As I got familiar with the evolving tools available to me, I also got hooked on using the links, photos, tags and other elements to create a visual as well as verbal equivalent to making up my own little newspaper, as I used to do in grade school. And I do mean hooked, because the pleasure of doing it was the reward, not very often the response.

This blog and its predecessors and cousins did get me in touch with old school friends and distant relatives. But in blog terms, my most successful is Soul of Star Trek, which got me readers within the Star Trek and sci-fi communities (including a few stars of Star Trek series') and seems to be leading to a larger audience through a Trek community blog. But even this blog gets few readers in Internet terms.

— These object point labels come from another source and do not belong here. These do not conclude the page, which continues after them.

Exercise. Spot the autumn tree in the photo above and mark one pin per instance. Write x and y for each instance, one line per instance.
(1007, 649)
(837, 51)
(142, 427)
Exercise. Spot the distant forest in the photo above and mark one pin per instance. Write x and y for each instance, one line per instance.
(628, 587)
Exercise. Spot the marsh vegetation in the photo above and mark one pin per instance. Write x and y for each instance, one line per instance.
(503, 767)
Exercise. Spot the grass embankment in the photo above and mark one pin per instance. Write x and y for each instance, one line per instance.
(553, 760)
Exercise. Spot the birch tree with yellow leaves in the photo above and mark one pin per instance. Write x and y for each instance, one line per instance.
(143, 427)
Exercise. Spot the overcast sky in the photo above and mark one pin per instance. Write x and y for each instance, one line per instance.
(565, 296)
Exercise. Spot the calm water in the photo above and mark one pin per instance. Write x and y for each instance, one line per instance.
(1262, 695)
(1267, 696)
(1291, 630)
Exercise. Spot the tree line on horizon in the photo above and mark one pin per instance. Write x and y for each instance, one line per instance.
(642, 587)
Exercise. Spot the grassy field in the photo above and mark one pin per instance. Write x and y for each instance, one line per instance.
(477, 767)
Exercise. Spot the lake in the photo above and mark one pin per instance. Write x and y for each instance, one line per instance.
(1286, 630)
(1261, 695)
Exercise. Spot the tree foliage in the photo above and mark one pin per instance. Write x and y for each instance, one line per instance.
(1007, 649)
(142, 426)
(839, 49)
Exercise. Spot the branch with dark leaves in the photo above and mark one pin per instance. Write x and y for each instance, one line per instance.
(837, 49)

In fact, it's clear from links to my blogs that most of their readers are not blog readers per se, the people who check in every day or so for whatever you've posted recently, but people doing searches on particular subjects. Again, though I'd love to have scads more regular readers--and I still write for that mythical reader--I've come to terms with reality. The truth is there are few blogs that I read regularly. They are either on topics that don't interest me that much, or reference items on the Internet that I've already seen with commentary that doesn't reveal anything new to me. So how can I blame others who feel the same way about my blogs?

And even when I don't quite understand why a particular blog doesn't seem to have the audience I'm writing it for, in the end I don't have to understand it to recognize it. Again, there's a certain freedom in this, in that I'm doing it for my own pleasure and satisfaction, and perhaps also for those individuals from everywhere in the world who are looking for something specific that I can offer them. The comments I get from such searchers who stick around to read more are among the most gratifying, though they are few.

I've had the chance to practice my fantasy by being an editor and an on-deadline writer for newspapers, but the control and the opportunities for experiment and plain old playfulness that the blogs provide remain way too seductive. I hope I don't wake up one day and realize I've got nothing to show for my life than time lost in cyberspace that should have gone into writing books or something. Though in fact I have that thought about every other day.

Still, I feel a responsibility to my few and/or non-existent regular readers to say that I may show up relatively often as I have in the past, or not. I sense the futility of trying to be Climate Crisis Central on this blog, though I don't know of another blog that treats the topic or the more general theme of the future quite the way I do. Nor have I found a better blog on topics of some of my other blogs. But it is what it is. Some days (or let's face it, nights) I'm going to waste time doing this anyway, because I feel the need to, or for the fun of it, to cheer myself up, or to tell the world the truth no one else will tell you! And other nights (and days) I will listen to my more responsible voices and work on something else.

But even then I suppose I'll blog about it.